Here is the bible on deep learning, ”Deep learning with Python” written by Francois Chollet, the creator of Keras.

https://www.manning.com/books/deep-learning-with-python

d_sem 7 days ago||

I think the author did a sufficient job caveating his post without being verbose.

While reading through past posts I stumbled on a multi part "Writing an LLM from scratch" series that was an enjoyable read. I hope they keep up writing more fun content.

petesergeant 7 days ago||

You need virtually no maths to deeply and intuitively understand embeddings: https://sgnt.ai/p/embeddings-explainer/

apwell23 7 days ago||

> Actually coming up with ideas like GPT-based LLMs and doing serious AI research requires serious maths.

Does it ? I don't think so. All the math involved is pretty straightforward.

ants_everywhere 7 days ago||

It depends on how you define the math involved.

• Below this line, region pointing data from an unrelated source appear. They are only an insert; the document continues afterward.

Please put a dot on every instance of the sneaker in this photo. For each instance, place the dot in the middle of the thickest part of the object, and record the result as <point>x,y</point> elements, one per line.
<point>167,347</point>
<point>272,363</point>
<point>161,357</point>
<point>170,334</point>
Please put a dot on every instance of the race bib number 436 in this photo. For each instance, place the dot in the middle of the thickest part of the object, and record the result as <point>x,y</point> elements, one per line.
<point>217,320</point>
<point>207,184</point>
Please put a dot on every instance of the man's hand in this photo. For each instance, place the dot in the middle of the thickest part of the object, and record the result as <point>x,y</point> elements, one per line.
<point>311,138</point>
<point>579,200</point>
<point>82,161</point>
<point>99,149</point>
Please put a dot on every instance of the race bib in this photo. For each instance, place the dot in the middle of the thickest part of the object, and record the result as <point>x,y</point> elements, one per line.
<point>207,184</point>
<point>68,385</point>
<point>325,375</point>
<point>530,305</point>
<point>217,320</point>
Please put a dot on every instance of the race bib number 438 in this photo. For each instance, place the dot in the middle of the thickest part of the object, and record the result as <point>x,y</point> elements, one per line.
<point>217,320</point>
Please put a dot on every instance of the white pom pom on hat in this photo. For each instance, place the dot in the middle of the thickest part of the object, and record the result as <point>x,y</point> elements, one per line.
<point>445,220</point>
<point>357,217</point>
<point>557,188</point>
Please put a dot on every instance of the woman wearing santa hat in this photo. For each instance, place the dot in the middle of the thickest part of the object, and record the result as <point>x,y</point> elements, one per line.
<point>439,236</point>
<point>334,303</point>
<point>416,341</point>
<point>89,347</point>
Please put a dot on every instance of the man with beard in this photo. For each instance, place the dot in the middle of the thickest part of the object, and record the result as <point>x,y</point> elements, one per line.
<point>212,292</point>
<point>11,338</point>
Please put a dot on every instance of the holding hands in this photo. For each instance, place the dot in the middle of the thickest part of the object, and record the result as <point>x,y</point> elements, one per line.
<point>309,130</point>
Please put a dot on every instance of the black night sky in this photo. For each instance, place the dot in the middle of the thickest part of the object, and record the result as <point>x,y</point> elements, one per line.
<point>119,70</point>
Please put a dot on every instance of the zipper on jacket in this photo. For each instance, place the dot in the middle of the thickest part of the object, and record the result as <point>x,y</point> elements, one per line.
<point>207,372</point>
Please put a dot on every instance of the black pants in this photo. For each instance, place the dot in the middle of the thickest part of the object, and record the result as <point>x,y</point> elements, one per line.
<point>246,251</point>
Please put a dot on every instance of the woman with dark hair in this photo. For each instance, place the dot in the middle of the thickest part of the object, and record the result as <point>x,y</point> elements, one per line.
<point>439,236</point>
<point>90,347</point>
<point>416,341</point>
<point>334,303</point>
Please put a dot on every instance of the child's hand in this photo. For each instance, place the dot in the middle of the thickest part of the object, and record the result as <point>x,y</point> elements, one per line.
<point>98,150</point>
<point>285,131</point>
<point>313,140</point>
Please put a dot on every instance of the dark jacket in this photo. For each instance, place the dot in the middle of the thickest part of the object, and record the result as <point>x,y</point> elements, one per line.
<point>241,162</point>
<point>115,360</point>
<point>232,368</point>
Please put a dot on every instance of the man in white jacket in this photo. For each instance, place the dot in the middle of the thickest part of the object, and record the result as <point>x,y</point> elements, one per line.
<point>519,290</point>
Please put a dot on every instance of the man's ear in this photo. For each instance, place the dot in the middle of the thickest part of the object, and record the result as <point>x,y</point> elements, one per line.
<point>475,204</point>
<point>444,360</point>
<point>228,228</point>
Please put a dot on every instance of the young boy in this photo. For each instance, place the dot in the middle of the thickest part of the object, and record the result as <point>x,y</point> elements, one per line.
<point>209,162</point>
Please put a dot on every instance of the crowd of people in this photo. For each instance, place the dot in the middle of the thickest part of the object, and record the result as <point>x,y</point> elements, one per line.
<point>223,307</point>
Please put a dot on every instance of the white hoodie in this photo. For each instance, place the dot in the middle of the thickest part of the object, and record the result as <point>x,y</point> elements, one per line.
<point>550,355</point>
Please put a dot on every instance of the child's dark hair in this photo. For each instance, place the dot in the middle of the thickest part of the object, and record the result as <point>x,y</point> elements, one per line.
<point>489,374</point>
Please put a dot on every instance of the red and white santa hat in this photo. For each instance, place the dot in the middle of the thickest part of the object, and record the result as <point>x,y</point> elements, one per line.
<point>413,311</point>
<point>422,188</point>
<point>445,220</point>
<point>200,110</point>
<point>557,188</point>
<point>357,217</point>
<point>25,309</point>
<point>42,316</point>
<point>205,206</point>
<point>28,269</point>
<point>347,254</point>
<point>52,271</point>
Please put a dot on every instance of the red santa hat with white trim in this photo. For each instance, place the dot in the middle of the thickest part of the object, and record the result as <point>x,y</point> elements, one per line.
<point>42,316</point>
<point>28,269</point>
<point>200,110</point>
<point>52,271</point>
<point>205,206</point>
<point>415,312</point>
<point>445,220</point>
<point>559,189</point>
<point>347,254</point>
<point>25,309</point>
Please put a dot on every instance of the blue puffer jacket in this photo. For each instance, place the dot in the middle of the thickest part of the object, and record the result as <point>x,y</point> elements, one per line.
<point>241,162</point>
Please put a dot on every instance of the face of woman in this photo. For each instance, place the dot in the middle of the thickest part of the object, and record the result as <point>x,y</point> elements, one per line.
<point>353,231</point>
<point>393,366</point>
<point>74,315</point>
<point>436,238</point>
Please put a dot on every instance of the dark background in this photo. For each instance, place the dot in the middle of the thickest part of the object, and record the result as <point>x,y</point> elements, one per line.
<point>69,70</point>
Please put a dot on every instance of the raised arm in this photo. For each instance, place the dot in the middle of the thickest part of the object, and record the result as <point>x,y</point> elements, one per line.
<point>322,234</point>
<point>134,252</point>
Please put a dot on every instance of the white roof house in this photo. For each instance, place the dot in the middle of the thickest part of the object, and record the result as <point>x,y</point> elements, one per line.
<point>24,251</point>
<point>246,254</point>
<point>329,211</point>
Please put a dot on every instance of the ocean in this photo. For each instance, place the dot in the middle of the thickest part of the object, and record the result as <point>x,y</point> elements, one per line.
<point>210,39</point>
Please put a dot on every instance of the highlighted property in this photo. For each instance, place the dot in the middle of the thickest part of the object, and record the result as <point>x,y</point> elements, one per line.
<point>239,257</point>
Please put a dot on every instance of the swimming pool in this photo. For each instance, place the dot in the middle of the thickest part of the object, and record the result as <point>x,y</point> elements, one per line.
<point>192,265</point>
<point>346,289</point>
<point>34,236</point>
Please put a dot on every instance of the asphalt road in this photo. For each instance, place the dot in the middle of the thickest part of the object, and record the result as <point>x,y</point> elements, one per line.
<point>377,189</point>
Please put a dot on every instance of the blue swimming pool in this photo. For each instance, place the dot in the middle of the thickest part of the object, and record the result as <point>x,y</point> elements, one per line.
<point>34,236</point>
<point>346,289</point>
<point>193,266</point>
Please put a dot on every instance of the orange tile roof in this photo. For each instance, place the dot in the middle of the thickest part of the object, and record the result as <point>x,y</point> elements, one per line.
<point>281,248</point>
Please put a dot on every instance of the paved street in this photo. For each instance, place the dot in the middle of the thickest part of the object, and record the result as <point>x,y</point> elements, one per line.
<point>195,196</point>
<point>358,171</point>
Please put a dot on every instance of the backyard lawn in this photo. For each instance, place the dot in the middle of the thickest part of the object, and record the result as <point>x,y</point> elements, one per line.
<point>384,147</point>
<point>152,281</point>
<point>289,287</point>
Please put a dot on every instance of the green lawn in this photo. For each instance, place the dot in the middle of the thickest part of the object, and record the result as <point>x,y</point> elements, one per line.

Locally it's all just linear algebra with an occasional nonlinear function. That is all straightforward. And by straightforward I mean you'd cover it in an undergrad engineering class -- you don't need to be a math major or anything.

Similarly CPUs are composed of simple logic operations that are each easy to understand. I'm willing to believe that designing a CPU requires more math than understanding the operations. Similarly I'd believe that designing an LLM could require more math. Although in practice I haven't seen any difficult math in LLM research papers yet. It's mostly trial and error and the above linear algebra.

apwell23 7 days ago||

yea i would love to see what complicated math all this came out of. I thought rigorous math was actually an impediment to AI progress. Did any math actually predict or prove that scaling data would create current AI ?

ants_everywhere 6 days ago||

I was thinking more about the everyday use of more advanced math to solve "boring" engineering challenges. Like finite math to layout chips or kernels. Or improvement to Strassen's algorithm for matrix multiplication. Or improving the transformer KV cache etc.

The math you would use to, for example, prove that search algorithm is optimal will generally be harder than the math needed to understand the search algorithm itself.

empiko 6 days ago||

It is straight forward because you have been probably exposed to a ton of AI/ML content in your life.

cultofmetatron 6 days ago||

just wanna plug https://mathacademy.com/courses/mathematics-for-machine-lear....

happy customer and have found it to be one of the best paid resources for learning mathematics in general. wish I had this when I was a student.

paradite 7 days ago|

I recently did a livestream on trying to understand attention mechanism (K, Q, V) in LLM.

I think it went pretty well (was able to understand most of the logic and maths), and I touched on some of these terms.